Regarding drug utilization patterns of patients diagnosed with moderate-to-severe AD, these findings also reflect that injection with dupilumab was the most prescribed in the Italian sample, independent of their sex or age, in comparison with the two alternatives, topical tacrolimus and oral cyclosporine. Dupilumab injection shows higher rates of adherence at all time points in comparison with tacrolimus ointment. The increasing predominance of dupilumab injection in the treatment of AD in recent years has already been reported previously in other contexts since its commercialization [58]. A French qualitative study concludes that patients using dupilumab for AD reported ease of use and satisfaction [59]. It has been observed that both initiation and implementation phases of adherence are unsatisfactory when the medication is topical, in comparison with other pharmacological forms, as patients report issues with the formulation, absorption, or ease of application, which could impact implementation [60].
Several real-world studies support high persistence during dupilumab treatment in AD, which aligns with our findings. This is the case of the study by Silverberg et al., which evaluated treatment persistence rates with dupilumab, showing results comparable to our sample (91.9% vs. 75.6% at 6 months and 77% vs. 68.7% at 12 months, respectively) [26]. These rates were also confirmed from the study by Sanfilippo et al., reporting that 86% of dupilumab-treated patients were persistent [61]. Furthermore, the literature shows that the most common reasons for discontinuing dupilumab treatment could be related to insufficient effectiveness, side effects, or disease progression [26,61,62]. Dupilumab can cause adverse effects related to the systemic immune response, including rare allergic reactions such as hypersensitivity reactions, anaphylactic reactions, and serum sickness [38]. On the other hand, the adverse effects of tacrolimus ointment are mainly local and include skin irritation at the site of application, a burning sensation and itching, and erythema and redness of the skin [37].
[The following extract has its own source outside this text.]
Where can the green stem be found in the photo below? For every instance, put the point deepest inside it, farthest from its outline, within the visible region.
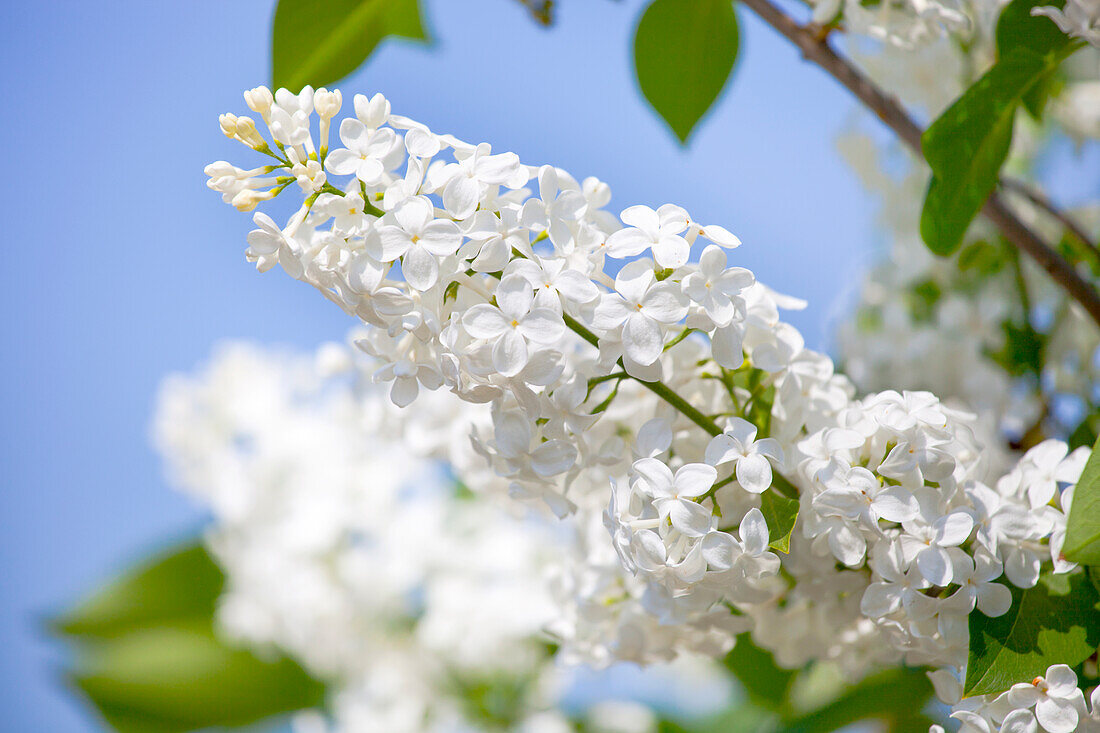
(659, 389)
Findings of this study reinforce the role of demographic factors, such as age and sex, as determinants in adherence patterns in AD [63]. The observed age differences between treatment groups likely reflect real-world prescribing behaviors influenced by regulatory timelines. Dupilumab’s initial approval for adult patients with severe AD, followed by later indications for pediatric use, may have contributed to the older age profile observed among users of this treatment [64]. Furthermore, tacrolimus ointment has been more commonly prescribed to the pediatric population, as is indicated for use in patients over two years of age, whereas dupilumab has been approved for use in children older than six months.
Moreover, these findings partially diverge from previous studies regarding sex-related differences in AD pharmaceutical treatment [65,66,67]. A multicenter Italian study found no significant differences in disease severity or burden between male and female patients with AD [68], whereas our results suggest slightly better adherence among males. Similarly, a recent study investigating barriers to dupilumab self-injection in patients with severe allergic diseases reported only a non-significant trend toward higher adherence in males. In that study, the only factor significantly associated with adherence was the duration of dupilumab therapy [69].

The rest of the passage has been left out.